The New York Times //June 15, 2018

Watch enough HGTV and flipping houses starts to look easy.

Just talk to Joshua Levitt, who spent the better part of 2014 sitting on his couch in South Orange, N.J., watching shows like “Flip or Flop” and taking notes as the charismatic stars frenetically bought distressed properties and, with the right mix of anxious looks and Carrara marble, successfully flipped one by the end of every episode.

At the time, Mr. Levitt, now 41, had recently sold his tech company and was taking care of his wife, who was on bed rest with a difficult pregnancy, and their toddler. He had no background in real estate, design or construction, yet watching all that television convinced him that he could make big money buying, restoring and reselling dilapidated properties.

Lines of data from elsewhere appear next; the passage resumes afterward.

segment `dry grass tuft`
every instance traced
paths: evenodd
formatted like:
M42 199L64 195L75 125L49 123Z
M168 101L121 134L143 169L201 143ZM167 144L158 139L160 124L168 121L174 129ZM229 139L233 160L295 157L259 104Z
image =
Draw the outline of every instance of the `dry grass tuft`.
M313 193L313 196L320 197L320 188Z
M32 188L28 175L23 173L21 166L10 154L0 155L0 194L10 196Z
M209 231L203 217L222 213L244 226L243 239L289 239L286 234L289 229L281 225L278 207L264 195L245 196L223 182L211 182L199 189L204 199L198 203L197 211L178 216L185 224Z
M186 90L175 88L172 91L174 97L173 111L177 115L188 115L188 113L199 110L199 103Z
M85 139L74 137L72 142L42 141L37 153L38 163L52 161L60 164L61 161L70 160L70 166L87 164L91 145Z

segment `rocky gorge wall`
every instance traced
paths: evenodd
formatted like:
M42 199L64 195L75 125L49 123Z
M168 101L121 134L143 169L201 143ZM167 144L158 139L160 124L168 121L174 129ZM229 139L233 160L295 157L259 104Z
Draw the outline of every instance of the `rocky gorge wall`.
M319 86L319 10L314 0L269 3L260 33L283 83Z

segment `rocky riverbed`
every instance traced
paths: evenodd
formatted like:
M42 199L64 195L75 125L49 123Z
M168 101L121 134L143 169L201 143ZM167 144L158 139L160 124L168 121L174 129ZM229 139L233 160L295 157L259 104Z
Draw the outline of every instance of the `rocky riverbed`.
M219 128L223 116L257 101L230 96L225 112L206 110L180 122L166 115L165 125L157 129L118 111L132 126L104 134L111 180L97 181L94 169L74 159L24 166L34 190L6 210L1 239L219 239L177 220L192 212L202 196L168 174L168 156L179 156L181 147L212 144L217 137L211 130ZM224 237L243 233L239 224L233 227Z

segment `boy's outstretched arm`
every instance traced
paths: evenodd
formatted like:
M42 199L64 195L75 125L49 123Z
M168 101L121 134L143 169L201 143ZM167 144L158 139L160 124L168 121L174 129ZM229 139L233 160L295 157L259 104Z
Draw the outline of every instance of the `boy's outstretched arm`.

Then a neighbor introduced Mr. Levitt to his brother and sister-in-law, Graham and Krista Blundell, who were flipping houses in the area. By April 2015, Mr. Levitt was at an auction with Mr. Blundell, 44, who previously worked in investment banking, bidding on a vacant house in South Orange.

A few weeks earlier, Mr. Levitt had tried to gather information about the property, driving past it after a snowstorm to see if the mail had been collected and the snow had been shoveled, or any other evidence that someone might still live there. He peered in the window and saw standing water in the basement and piles of trash and belongings scattered inside.

“It was like a combination of ‘Storage Wars’ and ‘Flip or Flop,’” Mr. Levitt said. “It was a disaster.”

He and Mr. Blundell won the house, paying $318,000 in cash and hiring a locksmith to let them in. And so, with a cashier’s check and a leap of faith, Mr. Levitt joined the growing ranks of small-time real estate investors who model themselves on spunky TV personalities.

Enthusiasm for flipping, the practice of buying property to renovate and sell at a profit, is surging. In 2017, Americans flipped 207,000 single-family homes or condos, hitting an 11-year high, according to ATTOM Data Solutions, a real estate data company. And real estate brokers, designers and contractors credit the popularity of reality TV, specifically scrappy, do-it-yourself flipper shows, with encouraging this new generation of investors.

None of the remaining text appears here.